A library for simulating data streams coming from RD53 chips.
The library is split into two parts:
-
encoding of raw pixel ADC data into data streams, formatting into AURORA blocks, etc.
-
decoding of the output of step 1 back into raw pixel data.
In both parts, the actual functionality is implemented in C++. Python bindings are generated using pybind11 to enable easier handling of the C++ objects, but they can also just be operated from within C++.
To run the encoder, we need in input file containing a TTree with the digis from simulation.

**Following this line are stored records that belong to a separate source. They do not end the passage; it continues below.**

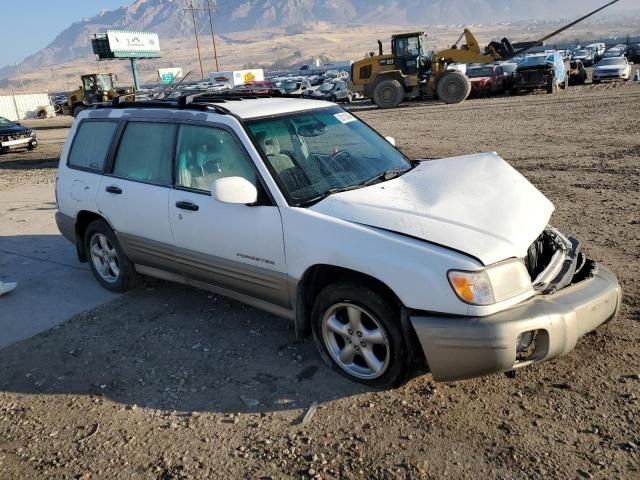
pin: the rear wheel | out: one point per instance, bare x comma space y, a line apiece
453, 87
107, 260
388, 93
357, 331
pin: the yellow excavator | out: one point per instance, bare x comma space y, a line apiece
407, 72
95, 88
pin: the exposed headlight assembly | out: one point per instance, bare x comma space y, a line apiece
494, 284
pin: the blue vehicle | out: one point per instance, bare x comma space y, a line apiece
541, 71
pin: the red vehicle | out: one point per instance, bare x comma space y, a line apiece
486, 80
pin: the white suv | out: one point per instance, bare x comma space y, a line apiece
299, 208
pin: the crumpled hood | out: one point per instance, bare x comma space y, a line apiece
476, 204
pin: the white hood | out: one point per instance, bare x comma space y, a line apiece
476, 204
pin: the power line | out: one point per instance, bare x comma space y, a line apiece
213, 38
195, 31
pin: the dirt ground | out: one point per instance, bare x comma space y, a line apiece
170, 382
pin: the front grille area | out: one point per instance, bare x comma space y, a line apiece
14, 136
531, 77
539, 255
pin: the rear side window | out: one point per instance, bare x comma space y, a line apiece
91, 144
146, 153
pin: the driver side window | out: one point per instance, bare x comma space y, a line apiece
205, 154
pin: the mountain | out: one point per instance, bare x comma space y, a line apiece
170, 19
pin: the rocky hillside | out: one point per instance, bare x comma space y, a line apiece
170, 19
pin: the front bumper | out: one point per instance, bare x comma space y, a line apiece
18, 143
610, 76
465, 347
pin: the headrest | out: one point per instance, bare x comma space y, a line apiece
272, 146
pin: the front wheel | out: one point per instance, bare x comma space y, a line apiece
453, 87
107, 260
388, 94
357, 332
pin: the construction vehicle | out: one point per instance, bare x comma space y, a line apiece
407, 72
95, 88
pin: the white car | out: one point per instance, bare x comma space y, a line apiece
612, 68
299, 208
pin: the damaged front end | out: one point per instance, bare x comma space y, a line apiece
555, 262
574, 295
531, 78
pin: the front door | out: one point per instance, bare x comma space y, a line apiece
236, 247
134, 197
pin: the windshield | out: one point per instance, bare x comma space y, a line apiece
320, 152
480, 72
326, 87
291, 85
104, 83
611, 61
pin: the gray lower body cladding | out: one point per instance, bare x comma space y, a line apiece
256, 282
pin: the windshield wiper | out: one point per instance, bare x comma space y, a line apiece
387, 175
322, 196
383, 177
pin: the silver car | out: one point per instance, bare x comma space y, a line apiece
615, 68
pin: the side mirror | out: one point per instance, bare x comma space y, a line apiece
234, 190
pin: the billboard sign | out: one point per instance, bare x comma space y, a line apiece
237, 77
127, 44
169, 75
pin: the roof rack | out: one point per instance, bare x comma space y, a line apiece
194, 101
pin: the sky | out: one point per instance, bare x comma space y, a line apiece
27, 27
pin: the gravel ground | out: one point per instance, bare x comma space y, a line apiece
170, 382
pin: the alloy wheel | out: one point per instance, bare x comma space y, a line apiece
356, 341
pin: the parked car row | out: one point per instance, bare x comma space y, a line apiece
552, 70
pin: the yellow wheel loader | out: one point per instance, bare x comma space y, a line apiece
95, 88
407, 72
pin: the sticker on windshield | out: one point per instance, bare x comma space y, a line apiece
345, 117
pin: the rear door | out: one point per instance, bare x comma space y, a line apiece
236, 247
134, 196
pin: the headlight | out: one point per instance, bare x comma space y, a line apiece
494, 284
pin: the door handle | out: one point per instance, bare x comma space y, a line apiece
188, 206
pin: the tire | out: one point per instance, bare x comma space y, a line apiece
388, 93
453, 87
355, 322
118, 273
77, 109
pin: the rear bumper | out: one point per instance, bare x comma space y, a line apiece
66, 226
465, 347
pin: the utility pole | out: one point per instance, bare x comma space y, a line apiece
213, 38
195, 30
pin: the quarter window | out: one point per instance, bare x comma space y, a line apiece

wget https://aalbert.web.cern.ch/aalbert/public/rd53stream/itdigi.root -O example/itdigi.root
make stream
./bin/makestream -file example/itdigi.root \
-barrel \
-ringlayer 1 \
-diskladder 1 \
-nevents 1The commandline arguments define which part of the detector is analyzed, with -barrel referring to the TBPX, while -endcap refers to the TFPX and TEPX. The -ringlayer and -diskladder arguments further narrow down the detector region, which ringlayer meaning ring for the endcaps and layer for the barrel (similarly for diskladder).

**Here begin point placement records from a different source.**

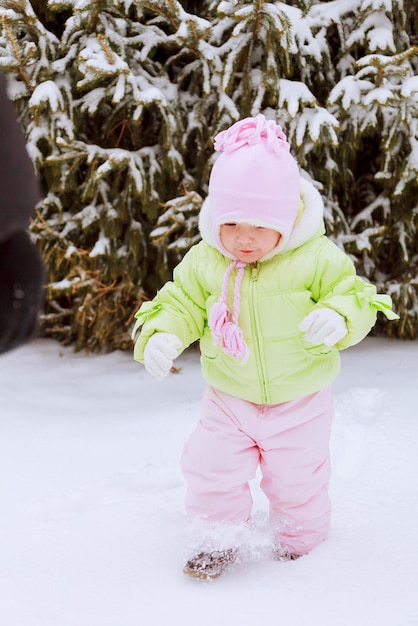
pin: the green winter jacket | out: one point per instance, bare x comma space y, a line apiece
276, 294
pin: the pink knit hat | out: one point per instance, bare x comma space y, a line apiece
255, 180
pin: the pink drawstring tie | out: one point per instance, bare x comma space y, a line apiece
225, 327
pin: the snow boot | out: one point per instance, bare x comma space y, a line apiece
210, 565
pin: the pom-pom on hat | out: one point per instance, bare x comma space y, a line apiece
255, 179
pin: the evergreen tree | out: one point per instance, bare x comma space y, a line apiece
120, 102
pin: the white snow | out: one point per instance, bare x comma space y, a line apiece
92, 522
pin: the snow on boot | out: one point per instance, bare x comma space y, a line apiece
209, 565
283, 555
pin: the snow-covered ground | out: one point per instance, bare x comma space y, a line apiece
92, 524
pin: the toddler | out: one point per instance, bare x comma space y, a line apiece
272, 301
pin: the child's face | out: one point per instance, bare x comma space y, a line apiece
248, 243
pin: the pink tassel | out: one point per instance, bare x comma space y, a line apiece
251, 131
233, 342
232, 339
218, 317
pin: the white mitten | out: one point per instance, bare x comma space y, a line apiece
324, 326
159, 354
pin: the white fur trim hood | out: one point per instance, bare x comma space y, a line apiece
310, 222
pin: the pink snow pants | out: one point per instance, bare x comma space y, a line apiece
290, 443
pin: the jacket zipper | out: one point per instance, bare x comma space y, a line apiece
254, 278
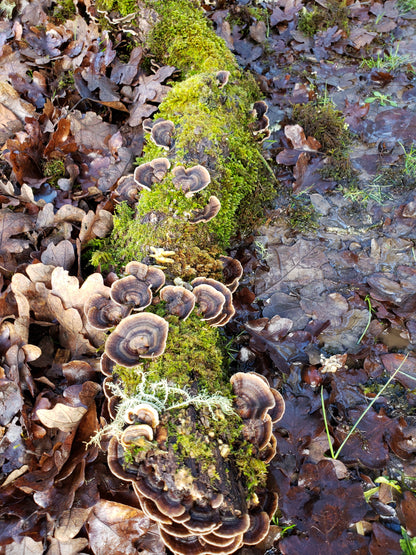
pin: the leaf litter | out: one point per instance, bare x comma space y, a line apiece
66, 144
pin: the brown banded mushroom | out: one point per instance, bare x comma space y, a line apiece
143, 413
258, 529
228, 310
222, 78
142, 335
127, 189
257, 431
136, 434
162, 133
210, 301
232, 525
179, 301
151, 172
253, 395
150, 509
191, 180
131, 292
207, 213
155, 277
103, 313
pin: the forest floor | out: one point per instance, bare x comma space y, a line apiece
326, 309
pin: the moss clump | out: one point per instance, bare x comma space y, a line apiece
324, 123
302, 215
193, 357
184, 38
320, 18
64, 10
54, 169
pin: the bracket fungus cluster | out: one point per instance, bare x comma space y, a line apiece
196, 515
186, 450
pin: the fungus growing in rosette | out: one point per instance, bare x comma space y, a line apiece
155, 277
179, 301
162, 133
191, 180
131, 292
103, 313
210, 301
151, 172
207, 213
253, 396
127, 189
138, 336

The output will be written to stream.txt. The first few lines of the file will look something like this:
110101001|110101:10:10010001:0110000:11110101|110101:00:10010001:00111110:
0101111110100|:11::1010011:00111011|110101:10:10010010:111110111011111000:
0110100101111111101000010|110101:10:01101011:01000:1010|110101:00:011010
011:011101110010:000101111110|:11::1010011:11001101|110101:10:01101100:1011
010101010:01100100|110101:00:10000011:1101000100:00100010|:11::11111010001
Each line represents a 64-bit AURORA block (the 2-bit AURORA header has been omitted here). To make the files more human-readable, the bits are interspersed with the symbols "|" which indicates a new quarter core starting, and ":", which indicates a new field inside a quarter core. These symbols are only meant for human consumption and are ignored by the decoder! The start of the stream can thus be decomposed as follows:
110101001 -> new stream bit "1" + 8-bit event identifier "10101001"
| -> start of first qcore
110101 -> Column address of the qcore (Always 6 bits)
10 -> islast and isneighbour bits
10010001 -> row address (always 8 bits, omitted if isneighbour=True)
0110000 -> encoded hitmap (variable size)
11110101 -> ToTs for hit pixels (2 pixels * 4 bits / pixel)
...(and so on)...
It is important to note that the stream building currently has limitations:
- Each module is treated separately, ratther than correctly accounting for the module -> ROC mapping
- event numbers, as well as row and column identifiers are arbitrary placeholder values
As an example, let's run the SimpleStreamDecoder on the input file example/stream.txt. We can do it in two ways: Either entirely in C++:
make simple
./bin/runsimple -f example/stream.txtor using the python bindings (assuming we are in a virtual environment with python3):
pip install pybind11
make py
./python/run_simple_decoder.py example/stream.txtIn both cases, the same underlying C++ code is executed. Currently, the code outputs a bunch of debugging statements as it parses the stream. The decoder is not fully validated, yet. Of course, you can also run the decoder on the stream.txt file created in the encoding step above.
Python bindings for modules other than the simple decoder will be added soon.